The panel discussed some of the issues getting stations onto smart speakers. Jonas Bedford-Strohm has worked on a news on-demand platform, building youth radio content and a podcast skill. He said that although most of the technical challenges were not insumountable, there were more emotional and logistical issues within his organisation. “Good platform design is key, as is project management – and making sure you have the resources for quick responses to consumer feedback”.
One challenge, the group agreed, is getting the word out so that people use your skill. There is no point in having a good voice activation product if no one uses it. It’s a growing medium, and yes speaker sales are increasing, but letting people know about the offering is sometimes tough.
But when it works, it really works! Jonas Bedford-Strohm (DR, Denmark) said that smart speakers can be a “radio with benefits”. Laurent Frische agreed and said that smart speakers offered a great opportunity for broadcasters, to repurpose original content experiences – and interact with the content whether it is live or replayed. Beautiful content on live radio, he said, can essentially be rebranded on this new device.

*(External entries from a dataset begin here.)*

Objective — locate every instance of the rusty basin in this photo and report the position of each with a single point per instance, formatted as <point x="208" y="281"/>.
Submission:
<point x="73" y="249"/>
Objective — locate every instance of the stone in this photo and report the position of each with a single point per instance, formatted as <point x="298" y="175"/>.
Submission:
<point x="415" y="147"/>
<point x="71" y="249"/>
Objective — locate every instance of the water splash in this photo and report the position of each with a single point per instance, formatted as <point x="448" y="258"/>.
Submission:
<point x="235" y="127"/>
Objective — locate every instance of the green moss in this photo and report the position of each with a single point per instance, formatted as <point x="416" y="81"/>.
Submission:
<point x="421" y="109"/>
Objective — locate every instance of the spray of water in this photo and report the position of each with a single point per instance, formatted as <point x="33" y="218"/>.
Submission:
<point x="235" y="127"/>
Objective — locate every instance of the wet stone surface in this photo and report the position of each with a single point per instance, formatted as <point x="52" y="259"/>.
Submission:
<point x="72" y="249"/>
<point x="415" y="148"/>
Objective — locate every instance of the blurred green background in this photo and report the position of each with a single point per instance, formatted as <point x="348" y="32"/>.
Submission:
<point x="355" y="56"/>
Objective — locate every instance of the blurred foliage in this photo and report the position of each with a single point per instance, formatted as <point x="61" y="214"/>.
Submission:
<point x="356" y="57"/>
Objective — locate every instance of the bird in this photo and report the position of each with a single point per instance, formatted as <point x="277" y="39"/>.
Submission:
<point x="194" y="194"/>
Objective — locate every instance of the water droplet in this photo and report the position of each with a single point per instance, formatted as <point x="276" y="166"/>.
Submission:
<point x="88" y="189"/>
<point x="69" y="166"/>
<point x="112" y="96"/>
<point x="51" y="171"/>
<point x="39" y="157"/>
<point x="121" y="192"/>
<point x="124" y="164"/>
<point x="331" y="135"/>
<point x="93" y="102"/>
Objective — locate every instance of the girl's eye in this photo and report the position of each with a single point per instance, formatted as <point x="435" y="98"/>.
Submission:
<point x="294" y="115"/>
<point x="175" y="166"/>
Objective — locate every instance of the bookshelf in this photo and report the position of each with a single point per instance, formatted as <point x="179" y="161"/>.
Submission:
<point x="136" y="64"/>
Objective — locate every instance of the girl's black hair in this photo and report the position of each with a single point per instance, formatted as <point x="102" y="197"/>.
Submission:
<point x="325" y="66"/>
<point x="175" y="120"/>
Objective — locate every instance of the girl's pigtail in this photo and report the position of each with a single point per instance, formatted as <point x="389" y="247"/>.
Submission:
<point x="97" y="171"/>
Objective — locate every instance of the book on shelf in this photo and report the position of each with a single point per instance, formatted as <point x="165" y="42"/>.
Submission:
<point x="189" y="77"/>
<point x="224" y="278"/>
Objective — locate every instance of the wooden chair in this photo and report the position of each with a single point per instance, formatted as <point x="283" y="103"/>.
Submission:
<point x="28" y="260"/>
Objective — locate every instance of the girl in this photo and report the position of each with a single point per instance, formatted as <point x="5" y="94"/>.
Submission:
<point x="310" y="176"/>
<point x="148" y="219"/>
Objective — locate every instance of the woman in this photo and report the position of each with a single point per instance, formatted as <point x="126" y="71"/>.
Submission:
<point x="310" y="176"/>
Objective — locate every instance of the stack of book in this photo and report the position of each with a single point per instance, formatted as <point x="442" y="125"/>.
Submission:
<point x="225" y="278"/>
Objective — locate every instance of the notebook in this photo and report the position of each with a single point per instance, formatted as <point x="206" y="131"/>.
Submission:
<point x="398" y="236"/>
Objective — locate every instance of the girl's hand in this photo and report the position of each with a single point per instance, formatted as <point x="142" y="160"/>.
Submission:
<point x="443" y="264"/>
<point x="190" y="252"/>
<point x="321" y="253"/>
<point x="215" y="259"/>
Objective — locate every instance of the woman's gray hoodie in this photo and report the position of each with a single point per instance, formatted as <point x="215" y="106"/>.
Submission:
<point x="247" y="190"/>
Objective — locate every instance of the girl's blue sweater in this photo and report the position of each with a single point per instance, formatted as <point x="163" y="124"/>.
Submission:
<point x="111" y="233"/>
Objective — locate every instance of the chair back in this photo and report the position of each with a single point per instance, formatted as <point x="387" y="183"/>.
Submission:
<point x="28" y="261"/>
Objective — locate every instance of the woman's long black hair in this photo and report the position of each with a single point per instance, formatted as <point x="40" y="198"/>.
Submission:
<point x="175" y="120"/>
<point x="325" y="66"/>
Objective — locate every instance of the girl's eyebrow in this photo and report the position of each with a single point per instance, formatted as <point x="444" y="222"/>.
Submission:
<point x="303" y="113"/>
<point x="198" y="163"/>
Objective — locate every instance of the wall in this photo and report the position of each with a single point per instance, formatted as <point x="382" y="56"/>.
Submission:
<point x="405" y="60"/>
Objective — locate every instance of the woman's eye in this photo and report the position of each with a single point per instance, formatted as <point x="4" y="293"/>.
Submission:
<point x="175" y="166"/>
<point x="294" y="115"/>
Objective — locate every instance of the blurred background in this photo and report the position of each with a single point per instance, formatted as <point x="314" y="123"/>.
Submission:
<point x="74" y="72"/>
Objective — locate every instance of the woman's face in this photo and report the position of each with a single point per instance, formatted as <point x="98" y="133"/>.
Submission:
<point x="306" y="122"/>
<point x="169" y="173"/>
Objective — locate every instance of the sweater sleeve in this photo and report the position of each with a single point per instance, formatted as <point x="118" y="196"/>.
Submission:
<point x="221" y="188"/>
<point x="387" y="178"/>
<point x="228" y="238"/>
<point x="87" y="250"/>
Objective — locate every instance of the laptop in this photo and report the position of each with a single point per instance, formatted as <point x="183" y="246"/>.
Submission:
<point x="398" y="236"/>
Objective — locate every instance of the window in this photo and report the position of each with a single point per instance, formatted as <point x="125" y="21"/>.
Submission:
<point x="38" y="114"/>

But even when you have content on the platform, there are still other issues. For example, broadcasters are limited to 90 seconds of audio, in low quality mono. Nicky Birch (Rosina Sound, UK) said that broadcasters needed to make some tough decisions. “You have to make a choice, understand the limitations, and keep doing it whilst still learning.” She said that the device is not always as clever as you want it to be.
All in all, broadcasters are jumping into the smart speaker revolution quickly and with the right attitude. But it’s still early days and there is a long way to go.